Andrew W. wrote in to share this free home-energy analyzer.

This [site] is well done. It walks you through a set of questions about the kind of home you have, your appliances, and your sources of energy/fuel. It’s more helpful for people who live in houses rather than apartments — the level of detail for house-specific questions is impressive, such as whether or not you have a finished basement — but overall it does a great job of showing every kind of user how to save energy. And, of course, money.

The more information you can provide, the better the site’s recommendations. If you have recent energy bills handy, for example, the energy analyzer will incorporate these into its calculations. There’s a lot of detail here, though it’s not apparent from the first page. Keep digging and you’ll uncover a lot of specificity.

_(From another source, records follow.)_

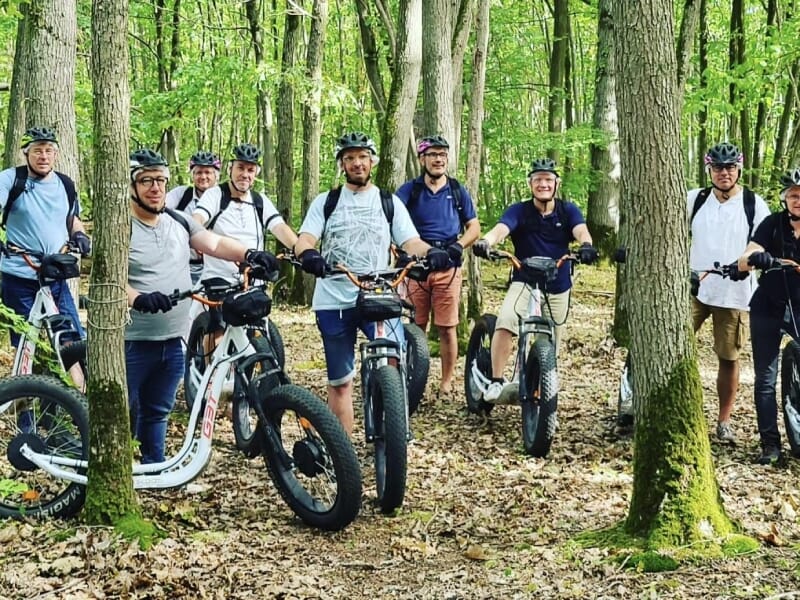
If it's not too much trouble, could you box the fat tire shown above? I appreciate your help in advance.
[464,314,497,415]
[522,338,558,458]
[781,340,800,458]
[403,323,431,416]
[258,384,361,531]
[369,365,408,514]
[0,375,89,519]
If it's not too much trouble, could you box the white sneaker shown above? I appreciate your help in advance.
[483,381,505,402]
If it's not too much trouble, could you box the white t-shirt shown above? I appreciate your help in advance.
[686,189,769,310]
[299,185,419,310]
[194,183,284,282]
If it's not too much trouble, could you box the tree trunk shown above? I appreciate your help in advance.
[292,0,328,304]
[84,0,139,524]
[375,0,422,190]
[613,0,732,547]
[462,2,489,322]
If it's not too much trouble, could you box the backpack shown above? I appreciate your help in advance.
[205,183,268,231]
[322,186,394,226]
[175,185,195,212]
[689,187,756,242]
[406,176,467,232]
[0,165,78,233]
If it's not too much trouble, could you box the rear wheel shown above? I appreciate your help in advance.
[259,385,361,531]
[781,340,800,458]
[464,314,497,415]
[0,375,89,518]
[522,338,558,457]
[369,365,408,513]
[403,323,431,416]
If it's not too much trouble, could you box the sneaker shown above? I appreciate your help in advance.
[756,446,783,467]
[483,379,505,402]
[717,421,736,444]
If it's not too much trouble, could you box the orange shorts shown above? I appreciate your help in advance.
[407,267,461,329]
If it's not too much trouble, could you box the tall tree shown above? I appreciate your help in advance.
[613,0,732,547]
[84,0,139,523]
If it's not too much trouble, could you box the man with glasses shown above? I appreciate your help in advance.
[0,127,91,345]
[687,142,769,444]
[397,135,481,394]
[472,158,598,402]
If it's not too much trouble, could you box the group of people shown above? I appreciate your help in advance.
[0,127,800,463]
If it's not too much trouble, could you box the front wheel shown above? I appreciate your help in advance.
[0,375,89,518]
[258,385,361,531]
[464,314,497,415]
[781,340,800,458]
[522,339,558,458]
[369,365,408,514]
[403,323,431,416]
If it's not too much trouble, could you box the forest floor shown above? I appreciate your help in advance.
[0,267,800,599]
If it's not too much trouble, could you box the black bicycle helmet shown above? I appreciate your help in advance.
[334,131,378,160]
[417,135,450,156]
[189,150,222,171]
[528,158,558,177]
[19,127,58,150]
[231,144,261,165]
[704,142,744,167]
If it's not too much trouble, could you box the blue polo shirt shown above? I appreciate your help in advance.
[396,176,476,244]
[500,200,586,294]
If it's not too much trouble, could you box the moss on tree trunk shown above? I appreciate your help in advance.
[625,359,735,548]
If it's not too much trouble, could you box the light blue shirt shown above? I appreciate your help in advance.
[299,185,419,310]
[0,168,78,279]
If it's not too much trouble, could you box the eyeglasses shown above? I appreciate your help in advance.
[136,177,169,187]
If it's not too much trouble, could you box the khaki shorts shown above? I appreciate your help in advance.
[406,267,462,329]
[495,281,570,347]
[692,298,747,360]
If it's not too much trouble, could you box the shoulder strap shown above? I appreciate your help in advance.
[164,208,192,237]
[175,185,194,211]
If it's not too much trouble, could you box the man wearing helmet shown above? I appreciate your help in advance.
[738,168,800,465]
[397,135,481,394]
[0,127,91,345]
[472,158,598,402]
[167,150,222,283]
[687,142,769,444]
[295,132,450,433]
[125,149,278,463]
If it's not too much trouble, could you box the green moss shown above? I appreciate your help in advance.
[114,515,165,550]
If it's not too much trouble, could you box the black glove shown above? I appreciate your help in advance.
[244,249,280,273]
[689,271,700,298]
[298,248,329,277]
[472,240,492,258]
[447,242,464,266]
[578,242,600,265]
[133,292,172,314]
[425,248,450,271]
[747,252,775,271]
[725,260,750,281]
[69,231,92,256]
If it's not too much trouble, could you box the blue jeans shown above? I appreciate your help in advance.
[750,309,800,448]
[2,273,86,346]
[125,338,183,463]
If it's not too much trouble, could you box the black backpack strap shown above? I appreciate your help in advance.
[164,208,192,237]
[175,185,194,211]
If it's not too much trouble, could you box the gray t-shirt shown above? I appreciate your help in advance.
[125,213,203,341]
[300,185,419,310]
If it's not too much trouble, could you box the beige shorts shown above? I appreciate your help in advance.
[495,281,570,346]
[692,298,747,360]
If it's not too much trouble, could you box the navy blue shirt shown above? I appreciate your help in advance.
[500,200,586,294]
[395,176,476,243]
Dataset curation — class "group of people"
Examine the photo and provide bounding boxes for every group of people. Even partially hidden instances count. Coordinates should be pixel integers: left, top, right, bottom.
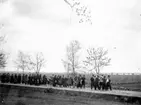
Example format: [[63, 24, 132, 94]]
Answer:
[[0, 73, 48, 85], [0, 73, 112, 90]]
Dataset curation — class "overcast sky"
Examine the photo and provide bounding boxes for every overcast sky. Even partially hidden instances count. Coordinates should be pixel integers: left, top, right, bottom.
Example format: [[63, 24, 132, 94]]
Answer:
[[0, 0, 141, 72]]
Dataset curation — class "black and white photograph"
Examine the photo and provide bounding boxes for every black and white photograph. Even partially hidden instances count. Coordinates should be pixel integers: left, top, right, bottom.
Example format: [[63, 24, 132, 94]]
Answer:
[[0, 0, 141, 105]]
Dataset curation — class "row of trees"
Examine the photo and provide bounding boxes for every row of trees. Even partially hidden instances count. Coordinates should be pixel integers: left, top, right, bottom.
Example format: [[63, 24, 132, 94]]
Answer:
[[14, 51, 46, 74], [0, 24, 111, 75], [63, 40, 111, 76]]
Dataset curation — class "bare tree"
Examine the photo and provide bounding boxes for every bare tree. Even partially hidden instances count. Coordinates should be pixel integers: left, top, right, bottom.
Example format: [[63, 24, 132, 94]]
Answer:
[[84, 47, 111, 74], [64, 0, 92, 24], [0, 24, 7, 68], [30, 52, 46, 74], [63, 40, 81, 76], [14, 51, 30, 74]]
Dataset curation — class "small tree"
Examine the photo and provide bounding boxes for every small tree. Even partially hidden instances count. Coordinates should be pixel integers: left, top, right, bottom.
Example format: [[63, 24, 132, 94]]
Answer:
[[63, 40, 81, 76], [30, 52, 46, 74], [84, 47, 111, 75], [14, 51, 30, 74]]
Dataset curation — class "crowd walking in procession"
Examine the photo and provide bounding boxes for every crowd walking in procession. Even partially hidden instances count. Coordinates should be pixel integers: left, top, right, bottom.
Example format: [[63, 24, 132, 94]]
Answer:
[[0, 73, 112, 90]]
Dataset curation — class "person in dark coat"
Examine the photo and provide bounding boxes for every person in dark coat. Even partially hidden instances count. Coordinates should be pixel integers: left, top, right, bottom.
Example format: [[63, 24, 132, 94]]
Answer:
[[106, 75, 112, 90], [95, 75, 100, 90], [90, 75, 94, 90], [82, 75, 86, 88]]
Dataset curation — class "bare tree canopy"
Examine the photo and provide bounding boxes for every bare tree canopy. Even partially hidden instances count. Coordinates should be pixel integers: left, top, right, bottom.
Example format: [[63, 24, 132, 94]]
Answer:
[[84, 47, 111, 74], [64, 0, 92, 24], [63, 40, 81, 75], [30, 52, 46, 73], [14, 51, 30, 73]]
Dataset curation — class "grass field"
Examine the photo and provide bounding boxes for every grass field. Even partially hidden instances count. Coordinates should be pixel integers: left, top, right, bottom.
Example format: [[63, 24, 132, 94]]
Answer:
[[0, 86, 139, 105], [1, 72, 141, 91]]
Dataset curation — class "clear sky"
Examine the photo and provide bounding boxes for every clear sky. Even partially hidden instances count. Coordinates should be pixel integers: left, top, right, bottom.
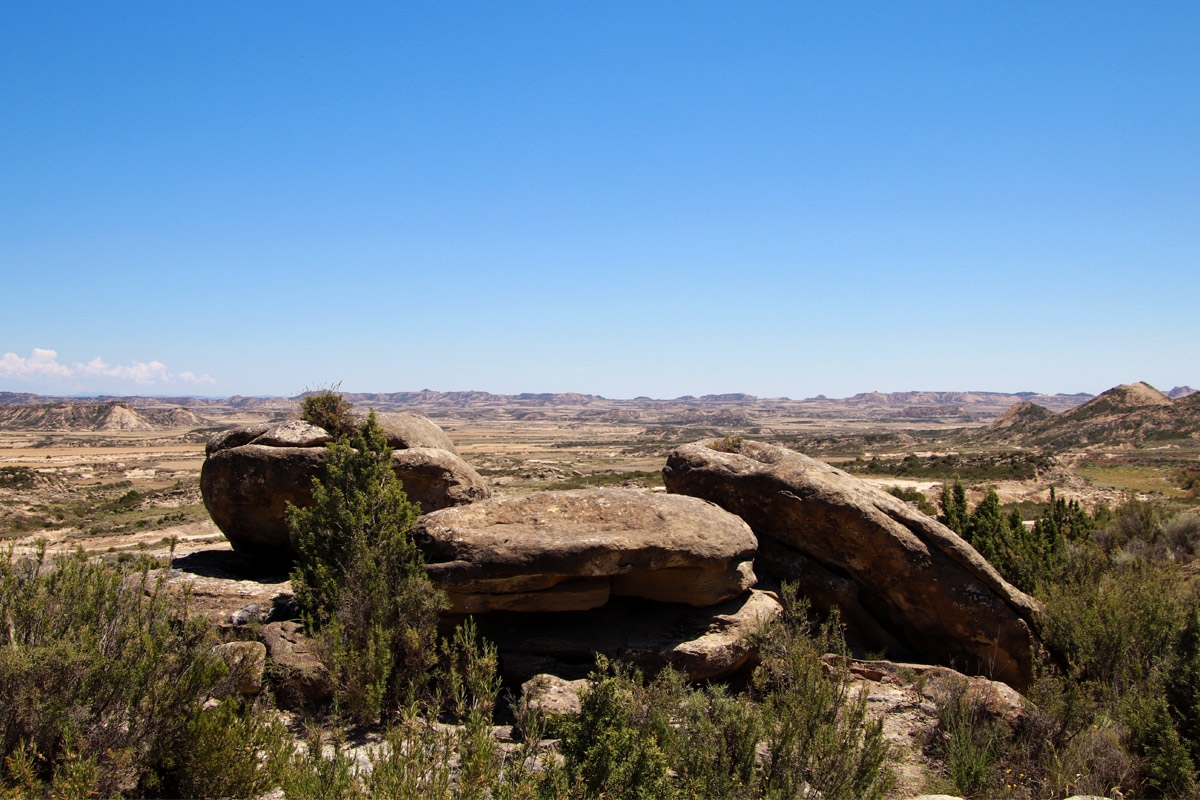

I just walked through the analyzer for our old house, which was built around 1900. Surprisingly, it falls in the middle of the road on energy usage. We’d like to have a more efficient home, but there’s not much that can be done to insulate it further. Plus, we have many, many windows.

The Energy Guide, which hosts this home analyzer, offers other great resources, such as Energy University and the Energy Smart Library.

As I mentioned a few weeks ago, when we moved into this house, we contacted a local nonprofit group called The Energy Trust, which works with consumers and utilities to lower energy consumption. We scheduled a free home energy audit. The audit yielded several small one-time tax credits and cash incentives (which are used to reduce the bills from contractors) and about a dozen free compact fluorescent bulbs. In total, we saved about $250. Not bad for an hour spent with the energy auditor!

There are probably similar nonprofit organizations in most major metropolitan areas. A large contractor (such as a heating contractor or an insulation contractor) could probably steer you in the right direction.